Answer:
a) MC = 5√3 cm
b) area = 25√3 cm²
c) VM = 5√3 cm
d) volume = 125 cm³
e) areas: ∆ABC = ∆VAB = 25√3; ∆VCA = ∆VCB = (25/2)√15
Step-by-step explanation:
Given the triangular pyramid with an equilateral triangle base ABC and equilateral triangle face VAB perpendicular to it, you want the heights of the equilateral triangles, the area of the base, the pyramid volume, and the areas of each of the faces.
Equilateral triangle
The altitude of an equilateral triangle divides it into two congruent 30°-60°-90° triangles. These have side length ratios 1 : √3 : 2. This means the altitude of an equilateral triangle of side length s is (s/2)√3.
The area of an equilateral triangle is found from the same formula as the area of any triangle:
A = 1/2bh = 1/2(s)(s/2√3) = s²(√3/4)
a) MC
The altitude MC of ∆ABC is ...
MC = (10 cm/2)√3
MC = 5√3 cm
b) Area ∆ABC
∆ABC has side length 10 cm, so its area is ...
area = (10 cm)²(√3/4)
area = 25√3 cm²
∆ABC is accurately drawn in the second attachment.
c) VM
VM is the same length as MC, as both are the altitiude of an equilateral triangle with side length 10 cm.
VM = 5√3 cm
d) Volume
The volume of the pyramid is found from the formula ...
V = 1/3Bh
where B is the area of the base (part B) and h is the height (part C)
V = 1/3(25√3 cm²)(5√3 cm) = 125 cm³
The volume of the pyramid is 125 cubic centimeters.
e) Face area
We have already computed the areas of congruent triangle faces ABC and VAB.

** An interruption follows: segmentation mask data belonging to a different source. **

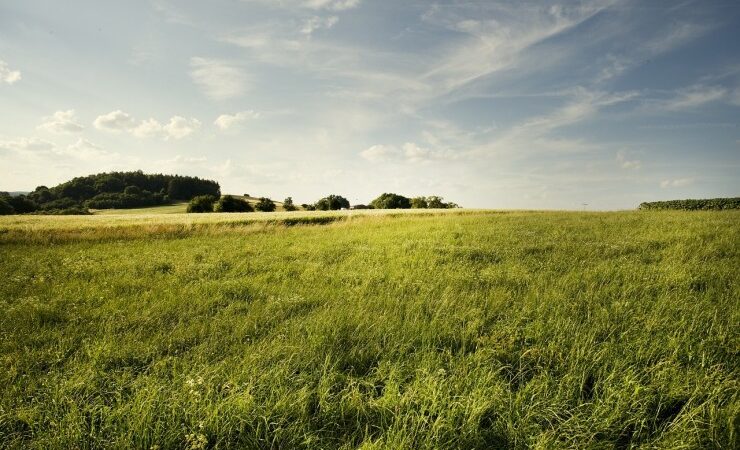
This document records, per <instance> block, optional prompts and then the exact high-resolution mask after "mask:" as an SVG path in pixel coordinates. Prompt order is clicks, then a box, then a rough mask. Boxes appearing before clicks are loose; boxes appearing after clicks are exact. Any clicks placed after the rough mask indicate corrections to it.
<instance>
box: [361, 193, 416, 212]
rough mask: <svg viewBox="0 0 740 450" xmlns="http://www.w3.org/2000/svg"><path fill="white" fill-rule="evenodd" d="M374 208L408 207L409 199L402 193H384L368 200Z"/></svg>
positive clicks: (383, 208) (371, 205)
mask: <svg viewBox="0 0 740 450" xmlns="http://www.w3.org/2000/svg"><path fill="white" fill-rule="evenodd" d="M370 205H371V206H372V207H373V208H375V209H409V208H411V201H410V200H409V199H408V198H406V197H404V196H403V195H398V194H392V193H384V194H381V195H380V196H379V197H378V198H376V199H375V200H373V201H372V202H370Z"/></svg>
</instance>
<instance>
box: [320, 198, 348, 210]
mask: <svg viewBox="0 0 740 450" xmlns="http://www.w3.org/2000/svg"><path fill="white" fill-rule="evenodd" d="M314 206H315V207H316V209H317V210H319V211H336V210H338V209H342V208H349V200H347V199H346V198H344V197H342V196H341V195H334V194H332V195H329V196H327V197H324V198H322V199H321V200H319V201H318V202H316V204H315V205H314Z"/></svg>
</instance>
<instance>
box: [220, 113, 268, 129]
mask: <svg viewBox="0 0 740 450" xmlns="http://www.w3.org/2000/svg"><path fill="white" fill-rule="evenodd" d="M259 117H260V113H258V112H255V111H252V110H248V111H240V112H238V113H236V114H221V115H220V116H218V117H217V118H216V120H215V121H214V122H213V124H214V125H216V126H217V127H218V128H220V129H221V130H228V129H229V128H232V127H236V126H240V125H242V124H244V123H245V122H247V121H249V120H252V119H258V118H259Z"/></svg>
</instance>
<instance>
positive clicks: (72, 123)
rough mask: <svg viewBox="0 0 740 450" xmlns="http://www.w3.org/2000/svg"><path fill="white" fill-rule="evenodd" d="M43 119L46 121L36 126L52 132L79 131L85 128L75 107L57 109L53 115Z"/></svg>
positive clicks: (66, 133) (65, 131) (39, 129)
mask: <svg viewBox="0 0 740 450" xmlns="http://www.w3.org/2000/svg"><path fill="white" fill-rule="evenodd" d="M43 121H44V122H43V123H42V124H41V125H39V126H38V127H36V128H37V129H39V130H43V131H48V132H50V133H56V134H70V133H79V132H80V131H82V130H83V129H84V128H85V127H83V126H82V125H81V124H80V123H79V122H78V121H77V118H76V117H75V111H74V109H68V110H66V111H57V112H55V113H54V114H52V115H51V116H48V117H44V119H43Z"/></svg>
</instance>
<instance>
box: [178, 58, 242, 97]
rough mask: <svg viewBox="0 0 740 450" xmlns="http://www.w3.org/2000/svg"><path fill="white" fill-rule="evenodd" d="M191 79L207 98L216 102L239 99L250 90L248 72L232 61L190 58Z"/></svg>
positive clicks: (201, 58) (212, 59) (207, 58)
mask: <svg viewBox="0 0 740 450" xmlns="http://www.w3.org/2000/svg"><path fill="white" fill-rule="evenodd" d="M190 77H191V78H192V79H193V81H194V82H195V83H196V84H197V85H198V86H199V87H200V88H201V89H202V90H203V93H204V94H205V95H206V96H207V97H209V98H211V99H214V100H225V99H229V98H234V97H239V96H241V95H243V94H244V93H245V92H246V91H247V89H248V88H249V77H248V76H247V74H246V72H245V71H244V69H243V68H242V67H241V66H240V65H238V64H236V63H234V62H232V61H225V60H219V59H209V58H201V57H193V58H190Z"/></svg>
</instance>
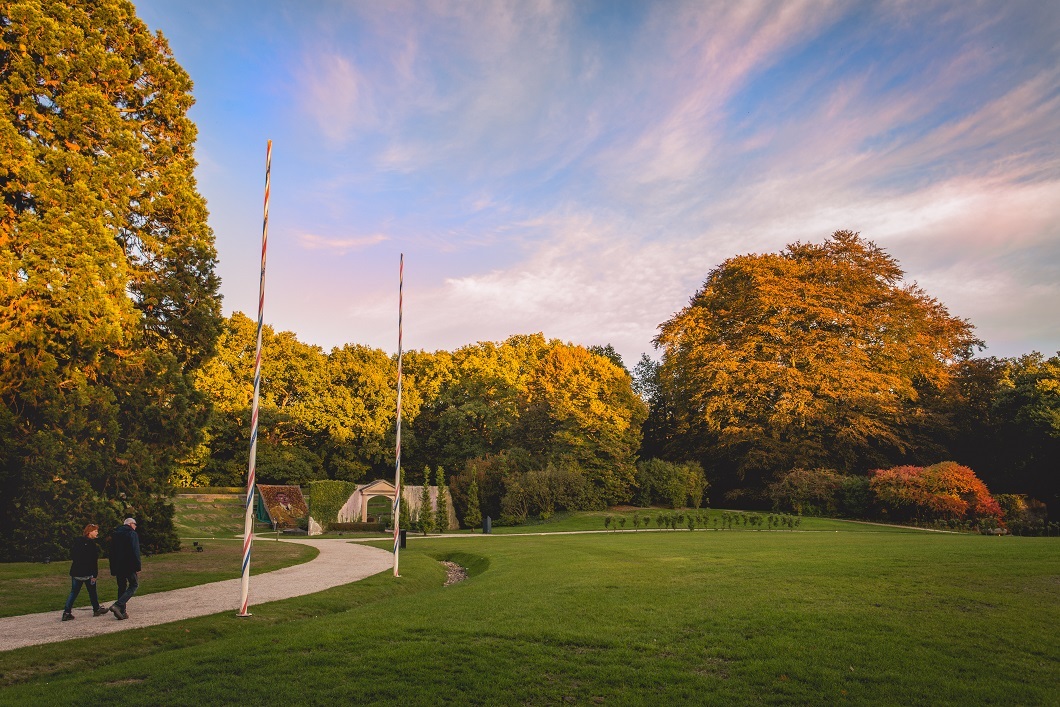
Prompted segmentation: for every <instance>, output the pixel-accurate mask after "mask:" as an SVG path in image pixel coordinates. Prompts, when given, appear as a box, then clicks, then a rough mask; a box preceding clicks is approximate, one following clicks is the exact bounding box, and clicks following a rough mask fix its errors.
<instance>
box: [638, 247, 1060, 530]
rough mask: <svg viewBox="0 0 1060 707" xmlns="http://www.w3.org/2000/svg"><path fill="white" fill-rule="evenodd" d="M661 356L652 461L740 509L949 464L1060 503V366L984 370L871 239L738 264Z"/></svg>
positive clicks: (1044, 364) (673, 320)
mask: <svg viewBox="0 0 1060 707" xmlns="http://www.w3.org/2000/svg"><path fill="white" fill-rule="evenodd" d="M655 344H656V347H657V348H658V350H659V351H660V352H661V360H660V361H654V360H652V359H651V358H649V357H647V356H644V357H642V358H641V360H640V361H639V364H638V365H637V366H636V368H635V369H634V375H635V377H636V386H637V390H638V392H640V393H641V395H642V396H643V397H644V399H646V400H647V401H648V402H649V417H648V421H647V422H646V425H644V439H643V446H642V447H641V450H640V454H641V456H644V457H660V458H667V459H689V460H697V461H700V462H701V463H702V464H703V467H704V470H706V472H707V476H708V478H709V479H710V481H711V483H712V484H713V485H714V490H716V494H717V496H718V497H719V498H720V500H722V501H723V502H725V503H727V505H730V506H737V507H740V506H743V507H747V508H764V507H767V506H769V505H770V503H771V502H774V501H775V499H774V498H771V496H770V487H771V484H774V483H776V482H777V481H778V480H780V479H782V478H783V477H784V476H785V475H789V474H790V473H791V472H792V471H793V470H826V471H828V472H829V473H831V474H834V475H838V476H844V477H854V478H860V479H863V480H867V478H868V477H869V476H870V475H872V473H873V472H875V471H877V470H885V469H890V467H895V466H901V465H913V466H931V465H933V464H936V463H938V462H941V461H954V462H958V463H959V464H960V465H962V466H967V467H969V469H971V470H973V471H974V473H975V474H976V475H977V476H978V477H979V478H981V479H983V480H984V481H986V483H987V484H988V485H989V488H990V490H991V491H993V492H994V493H1006V494H1026V495H1030V496H1031V497H1034V498H1037V499H1039V500H1041V501H1044V502H1046V503H1048V505H1050V506H1053V508H1054V509H1055V508H1056V505H1057V503H1058V502H1060V497H1058V493H1060V483H1058V481H1060V473H1058V470H1060V355H1057V356H1053V357H1049V358H1046V357H1044V356H1043V355H1041V354H1039V353H1031V354H1028V355H1025V356H1021V357H1017V358H997V357H990V358H983V357H976V356H975V354H976V353H977V352H978V351H979V350H982V348H983V342H982V341H981V340H978V339H977V338H976V337H975V335H974V329H973V326H972V324H971V323H970V322H968V321H967V320H964V319H960V318H957V317H954V316H952V315H951V314H950V313H949V312H948V311H947V308H946V306H943V305H942V303H941V302H939V301H938V300H936V299H934V298H932V297H931V296H929V295H928V294H926V293H924V291H923V290H922V289H921V288H920V287H919V286H918V285H917V284H916V283H909V282H907V281H906V277H905V272H904V271H903V270H902V269H901V267H900V265H899V264H898V262H897V261H896V260H895V259H894V258H893V257H890V255H889V254H888V253H887V252H886V251H885V250H883V249H882V248H880V247H879V246H877V245H876V244H873V243H872V242H871V241H868V240H866V238H863V237H861V235H860V234H858V233H853V232H851V231H836V232H835V233H833V234H832V235H831V236H829V237H827V238H826V240H825V241H824V242H823V243H817V244H812V243H795V244H792V245H790V246H788V247H787V248H785V249H784V250H782V251H780V252H777V253H765V254H747V255H738V257H735V258H731V259H729V260H727V261H725V262H724V263H723V264H721V265H720V266H719V267H717V268H716V269H714V270H712V271H711V272H710V273H709V275H708V277H707V279H706V281H705V282H704V284H703V286H702V287H701V288H700V290H699V291H696V293H695V295H693V297H692V298H691V300H690V302H689V304H688V306H686V307H685V308H683V310H682V311H681V312H678V313H677V314H675V315H674V316H673V317H672V318H671V319H670V320H668V321H666V322H664V323H663V324H661V325H660V328H659V334H658V336H657V337H656V339H655Z"/></svg>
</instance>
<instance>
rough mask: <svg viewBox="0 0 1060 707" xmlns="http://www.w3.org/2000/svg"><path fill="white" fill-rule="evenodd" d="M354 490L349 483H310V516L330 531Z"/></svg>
mask: <svg viewBox="0 0 1060 707" xmlns="http://www.w3.org/2000/svg"><path fill="white" fill-rule="evenodd" d="M356 489H357V484H356V483H352V482H350V481H331V480H324V481H310V516H311V517H313V519H314V520H316V522H317V523H319V524H320V525H321V526H323V527H324V528H325V529H328V530H330V529H331V527H332V526H333V525H334V524H335V523H337V522H338V512H339V511H340V510H341V509H342V507H343V506H345V505H346V501H348V500H349V499H350V496H351V495H353V492H354V491H355V490H356Z"/></svg>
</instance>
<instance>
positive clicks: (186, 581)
mask: <svg viewBox="0 0 1060 707" xmlns="http://www.w3.org/2000/svg"><path fill="white" fill-rule="evenodd" d="M199 544H200V545H201V546H202V548H204V549H202V552H197V551H194V550H195V548H194V547H193V546H192V543H191V542H189V541H184V542H183V548H182V549H181V551H180V552H171V553H169V554H159V555H154V556H151V558H144V559H143V571H142V572H140V589H139V591H138V594H141V595H144V594H154V593H155V591H166V590H169V589H179V588H181V587H189V586H194V585H196V584H206V583H207V582H217V581H219V580H230V579H233V578H236V577H240V573H241V571H242V561H243V541H242V540H215V541H201V542H199ZM317 554H318V551H317V549H316V548H314V547H308V546H306V545H296V544H294V543H276V542H273V541H265V540H258V541H255V542H254V546H253V555H252V562H251V565H250V573H251V575H258V573H260V572H270V571H272V570H273V569H280V568H281V567H287V566H289V565H297V564H300V563H303V562H308V561H310V560H312V559H313V558H315V556H317ZM107 567H108V565H107V561H106V560H105V559H102V558H101V559H100V580H99V593H100V602H101V603H103V604H109V603H110V602H111V601H113V600H114V599H117V598H118V584H117V583H116V582H114V579H113V578H112V577H110V573H109V571H108V569H107ZM68 594H70V563H69V562H53V563H50V564H47V565H46V564H41V563H34V562H12V563H0V617H3V616H18V615H20V614H35V613H37V612H50V611H54V612H61V611H63V604H64V602H65V601H66V598H67V595H68ZM88 605H90V602H89V599H88V591H87V590H86V589H84V588H82V590H81V594H80V595H77V601H76V602H75V603H74V606H88Z"/></svg>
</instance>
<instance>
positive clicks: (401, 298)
mask: <svg viewBox="0 0 1060 707" xmlns="http://www.w3.org/2000/svg"><path fill="white" fill-rule="evenodd" d="M404 287H405V253H402V254H401V258H400V259H399V261H398V432H396V435H395V437H394V459H395V460H396V462H395V464H394V507H393V519H394V577H401V575H399V573H398V553H399V550H400V549H401V315H402V297H403V289H404Z"/></svg>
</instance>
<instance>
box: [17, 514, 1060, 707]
mask: <svg viewBox="0 0 1060 707" xmlns="http://www.w3.org/2000/svg"><path fill="white" fill-rule="evenodd" d="M845 527H848V528H853V526H845ZM381 545H383V546H385V545H387V544H386V543H381ZM445 558H454V559H456V560H457V561H458V562H460V563H461V564H463V565H465V566H470V567H471V568H472V570H473V573H474V576H473V577H472V578H471V579H470V580H467V581H465V582H463V583H461V584H458V585H456V586H452V587H445V588H443V587H442V582H443V580H444V570H443V568H442V567H441V566H440V564H439V563H438V562H437V560H439V559H445ZM401 566H402V578H400V579H396V580H395V579H394V578H393V577H392V576H390V575H389V573H388V572H384V573H381V575H377V576H375V577H373V578H370V579H368V580H366V581H364V582H358V583H355V584H352V585H348V586H345V587H336V588H334V589H330V590H328V591H324V593H320V594H318V595H314V596H312V597H303V598H299V599H295V600H288V601H283V602H276V603H273V604H263V605H259V606H255V607H254V617H253V618H252V619H243V620H240V619H235V618H232V617H231V616H226V615H219V616H214V617H204V618H200V619H195V620H191V621H181V622H177V623H174V624H169V625H164V626H156V628H152V629H144V630H138V631H135V632H129V633H128V634H116V635H109V636H101V637H96V638H92V639H86V640H82V641H71V642H67V643H60V644H52V646H45V647H36V648H28V649H21V650H19V651H13V652H8V653H3V654H0V684H3V685H5V686H6V687H4V689H3V690H2V691H0V704H73V703H75V702H76V703H84V702H93V701H95V702H104V703H110V704H123V703H131V702H147V703H149V704H159V705H167V704H173V705H177V704H181V705H182V704H190V703H197V704H201V705H210V704H232V703H237V704H257V703H263V704H264V703H268V704H279V703H289V704H331V703H335V704H349V703H363V704H403V705H408V704H411V705H435V704H501V705H507V704H531V705H536V704H563V703H572V704H621V705H628V704H643V705H666V704H744V703H767V704H894V705H899V704H901V705H905V704H924V705H926V704H931V705H936V704H950V705H968V704H1004V705H1010V704H1036V705H1038V704H1058V703H1060V687H1058V682H1057V675H1058V674H1060V639H1058V637H1057V632H1056V626H1057V625H1060V541H1057V540H1052V538H1018V537H986V536H979V535H957V534H943V533H923V532H882V531H866V532H750V531H748V532H709V531H708V532H703V531H697V532H688V531H684V532H669V533H664V532H654V533H643V532H641V533H610V534H603V533H595V534H585V535H547V536H541V537H505V536H494V537H479V538H467V537H462V538H452V540H429V541H419V542H416V543H412V544H410V546H409V548H408V549H407V550H406V551H404V552H403V554H402V564H401Z"/></svg>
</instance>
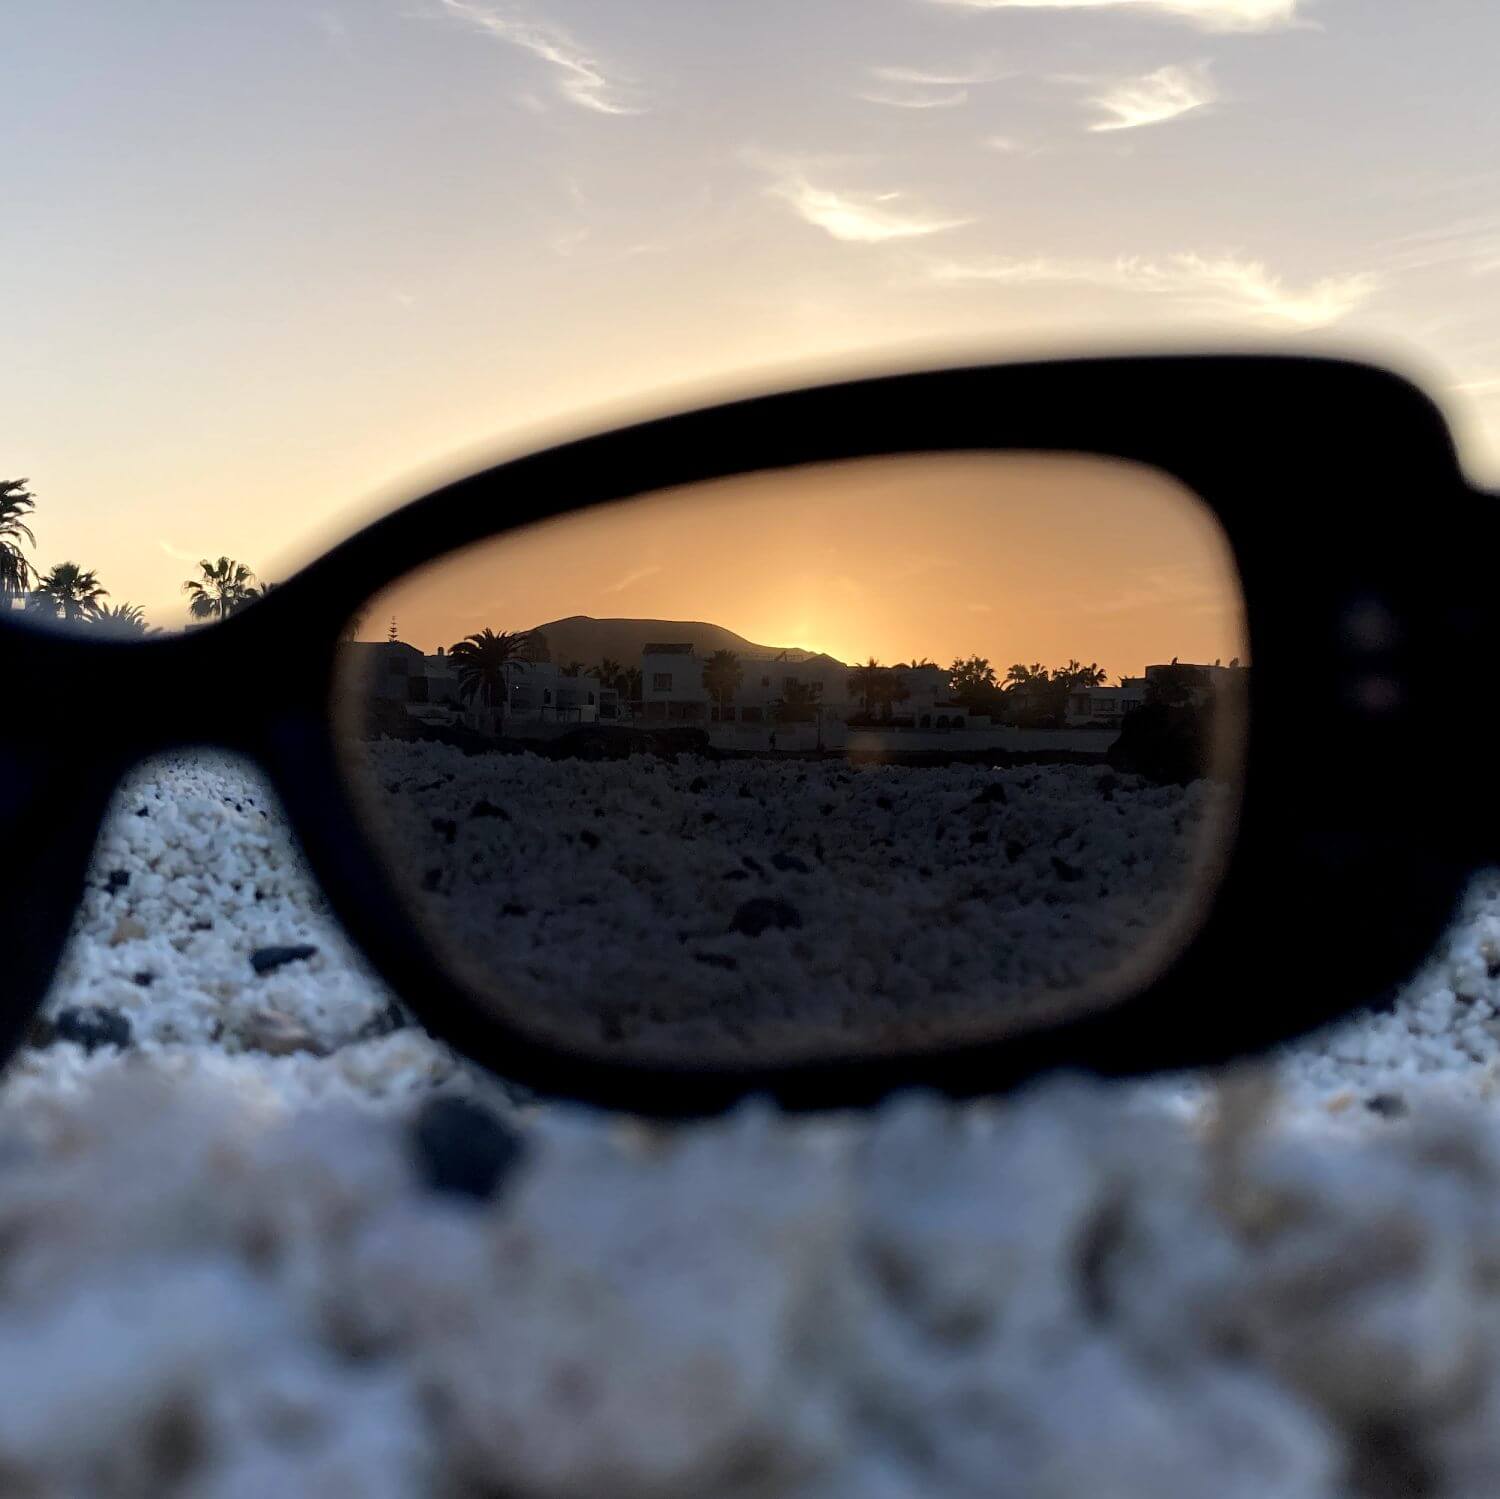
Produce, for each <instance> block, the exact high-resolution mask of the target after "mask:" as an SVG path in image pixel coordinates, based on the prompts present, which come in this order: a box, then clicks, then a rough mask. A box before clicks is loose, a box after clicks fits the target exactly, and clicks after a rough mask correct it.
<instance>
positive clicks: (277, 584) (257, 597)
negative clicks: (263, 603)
mask: <svg viewBox="0 0 1500 1499" xmlns="http://www.w3.org/2000/svg"><path fill="white" fill-rule="evenodd" d="M279 587H281V584H251V585H249V588H246V590H245V593H243V594H240V602H239V603H237V605H234V606H233V608H231V609H229V612H231V614H239V612H240V609H248V608H249V606H251V605H252V603H260V600H261V599H269V597H270V596H272V594H273V593H275V591H276V590H278V588H279Z"/></svg>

The length VC is the hypotenuse of isosceles right triangle VMC, so is ...
VC = VM√2 = 5√6
Since ∆VCA is also isosceles, its altitude can be found as the leg of a right triangle with other leg CX = VC/2 and hypotenuse CA.
CX² +AX² = AC²
AX = √(10² -(5/2√6)²) = √(100 -150/4) = (5/2)√10
Then the area of ∆VCA is ...
area ∆VCA = 1/2(VC)(AX)
= 1/2(5√6)(5/2√10) = 25/4√60 = (25/2)√15
∆VCB is congruent, so has the same area.
Face areas are ...
∆ABC = ∆VAB = 25√3 cm²
∆VCA = ∆VCB = (25/2)√15 cm²